Let $\mathbf{E}$ be a real banach space and $\mathbf{L} = L(\mathbf{E})$ the resultant banach space of bounded linear operators $T:\mathbf{E} \to \mathbf{E}$ equipped with the operator norm $\| T \| = \sup_{\| x \| \leqslant 1 } \|Tx\|$.
From https://en.wikipedia.org/wiki/Neumann_series I can see why the subset $\Omega \subset \mathbf{L}$ consisting of all invertible operators is an open set of $\mathbf{L}$. Moreover, from the accepted answer to differential inverse matrix I can see why the map $\Phi: \Omega \mapsto \mathbf{L} \, \,; \,\, T \mapsto T^{-1}$ is frechet differentiable, and specifically $D\Phi(T)S = -T^{-1} S T^{-1}$.
How do I use this knowledge to prove the stronger result that $\Phi$ is smooth?
Regarding finite dimensional spaces $\mathbf{E}$, this question has been asked before on stackexchange, but the answers almost always employ Cramer's rule for matrices and partial derivatives as ratios of smooth functions. I am not assuming $\mathbf{E}$ is finite dimensional, so Cramer's rule doesn't apply. I'm trying to find an answer that doesn't deal with partial derivatives at all.

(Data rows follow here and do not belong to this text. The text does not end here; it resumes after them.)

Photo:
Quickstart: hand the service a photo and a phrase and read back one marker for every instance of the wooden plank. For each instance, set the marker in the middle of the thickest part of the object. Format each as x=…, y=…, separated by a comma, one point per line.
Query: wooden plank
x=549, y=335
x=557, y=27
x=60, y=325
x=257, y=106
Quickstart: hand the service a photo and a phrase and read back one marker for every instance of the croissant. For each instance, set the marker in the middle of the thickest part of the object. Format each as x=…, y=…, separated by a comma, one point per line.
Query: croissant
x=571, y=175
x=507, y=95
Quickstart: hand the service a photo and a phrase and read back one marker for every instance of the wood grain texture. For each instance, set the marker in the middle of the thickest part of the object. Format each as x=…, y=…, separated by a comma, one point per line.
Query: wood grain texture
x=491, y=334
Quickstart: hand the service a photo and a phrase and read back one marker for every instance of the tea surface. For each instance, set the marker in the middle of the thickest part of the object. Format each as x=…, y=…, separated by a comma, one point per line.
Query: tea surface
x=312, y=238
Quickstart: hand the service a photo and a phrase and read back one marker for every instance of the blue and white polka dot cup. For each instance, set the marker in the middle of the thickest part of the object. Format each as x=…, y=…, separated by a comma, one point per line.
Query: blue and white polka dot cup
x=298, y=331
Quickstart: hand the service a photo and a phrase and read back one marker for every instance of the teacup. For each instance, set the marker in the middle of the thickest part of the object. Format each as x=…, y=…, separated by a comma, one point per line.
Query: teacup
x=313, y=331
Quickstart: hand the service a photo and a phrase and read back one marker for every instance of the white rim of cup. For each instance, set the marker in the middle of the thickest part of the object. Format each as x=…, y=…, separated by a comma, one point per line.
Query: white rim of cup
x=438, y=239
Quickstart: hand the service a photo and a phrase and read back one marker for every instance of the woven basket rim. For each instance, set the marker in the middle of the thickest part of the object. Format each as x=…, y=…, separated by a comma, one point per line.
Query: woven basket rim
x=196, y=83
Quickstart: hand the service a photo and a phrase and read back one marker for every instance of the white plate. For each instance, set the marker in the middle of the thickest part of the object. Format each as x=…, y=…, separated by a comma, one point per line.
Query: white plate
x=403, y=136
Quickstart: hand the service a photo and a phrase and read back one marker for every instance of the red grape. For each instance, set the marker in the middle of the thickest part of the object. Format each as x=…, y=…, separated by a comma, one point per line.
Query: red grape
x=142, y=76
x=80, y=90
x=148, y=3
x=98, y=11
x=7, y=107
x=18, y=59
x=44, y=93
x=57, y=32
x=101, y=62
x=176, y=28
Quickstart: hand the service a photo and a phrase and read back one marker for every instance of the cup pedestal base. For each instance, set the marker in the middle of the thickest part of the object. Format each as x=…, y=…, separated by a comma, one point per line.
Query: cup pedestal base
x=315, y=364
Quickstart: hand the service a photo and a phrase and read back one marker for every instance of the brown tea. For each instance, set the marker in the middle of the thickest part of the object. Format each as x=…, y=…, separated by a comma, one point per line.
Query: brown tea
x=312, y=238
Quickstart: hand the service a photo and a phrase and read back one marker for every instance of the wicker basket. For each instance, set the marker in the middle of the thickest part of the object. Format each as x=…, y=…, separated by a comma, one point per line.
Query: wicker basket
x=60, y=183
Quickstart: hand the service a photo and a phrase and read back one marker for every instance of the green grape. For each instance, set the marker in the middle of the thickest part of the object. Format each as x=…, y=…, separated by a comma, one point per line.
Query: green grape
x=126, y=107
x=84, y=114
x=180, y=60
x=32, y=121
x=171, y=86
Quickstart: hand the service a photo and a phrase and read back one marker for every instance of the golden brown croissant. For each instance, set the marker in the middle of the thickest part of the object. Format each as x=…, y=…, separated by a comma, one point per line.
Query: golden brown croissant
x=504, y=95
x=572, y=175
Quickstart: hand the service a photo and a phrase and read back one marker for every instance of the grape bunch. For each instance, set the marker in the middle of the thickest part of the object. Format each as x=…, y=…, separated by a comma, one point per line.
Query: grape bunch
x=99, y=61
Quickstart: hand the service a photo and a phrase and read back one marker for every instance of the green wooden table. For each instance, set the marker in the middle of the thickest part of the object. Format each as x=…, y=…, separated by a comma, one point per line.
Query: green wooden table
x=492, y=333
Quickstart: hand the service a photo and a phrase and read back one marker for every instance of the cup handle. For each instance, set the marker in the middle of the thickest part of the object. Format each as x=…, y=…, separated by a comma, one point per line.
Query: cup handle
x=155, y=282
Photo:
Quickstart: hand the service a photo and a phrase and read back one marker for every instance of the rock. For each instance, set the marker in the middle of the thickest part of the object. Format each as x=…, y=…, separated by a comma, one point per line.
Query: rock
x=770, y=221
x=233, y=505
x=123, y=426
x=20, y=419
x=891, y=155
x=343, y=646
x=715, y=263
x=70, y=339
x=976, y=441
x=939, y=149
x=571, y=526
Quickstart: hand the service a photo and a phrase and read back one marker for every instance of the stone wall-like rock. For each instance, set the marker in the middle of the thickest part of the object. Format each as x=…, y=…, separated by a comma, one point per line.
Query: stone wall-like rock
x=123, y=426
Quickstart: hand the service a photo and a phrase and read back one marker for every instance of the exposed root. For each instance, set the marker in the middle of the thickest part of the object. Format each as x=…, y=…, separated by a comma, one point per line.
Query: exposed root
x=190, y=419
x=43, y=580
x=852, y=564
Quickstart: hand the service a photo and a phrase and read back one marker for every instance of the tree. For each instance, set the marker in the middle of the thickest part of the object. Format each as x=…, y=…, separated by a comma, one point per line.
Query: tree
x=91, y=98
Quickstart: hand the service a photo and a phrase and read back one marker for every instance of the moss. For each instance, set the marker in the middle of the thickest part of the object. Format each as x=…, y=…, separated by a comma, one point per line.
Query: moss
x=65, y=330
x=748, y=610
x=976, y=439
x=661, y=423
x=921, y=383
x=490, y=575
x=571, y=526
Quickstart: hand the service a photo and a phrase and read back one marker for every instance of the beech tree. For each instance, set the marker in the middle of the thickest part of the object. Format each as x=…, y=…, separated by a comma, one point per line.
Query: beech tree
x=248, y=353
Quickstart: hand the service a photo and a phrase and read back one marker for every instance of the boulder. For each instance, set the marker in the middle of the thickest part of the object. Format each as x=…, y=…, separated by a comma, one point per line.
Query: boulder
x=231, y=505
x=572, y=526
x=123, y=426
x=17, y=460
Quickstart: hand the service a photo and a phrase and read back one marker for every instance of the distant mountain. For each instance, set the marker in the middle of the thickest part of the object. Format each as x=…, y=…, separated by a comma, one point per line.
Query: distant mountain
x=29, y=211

As seen from your link to the Neumann series, the inversion map $\Phi$ can be given by a power series at $T$ as: $$ \Phi(T+S) = \sum_{n \ge 0} (-T^{-1} S)^n T^{-1}. $$ This power series has radius of convergence $\rho = \frac{1}{\|T^{-1}\|}>0$, so it absolutely converges inside that, and hence $\Phi$ is analytic.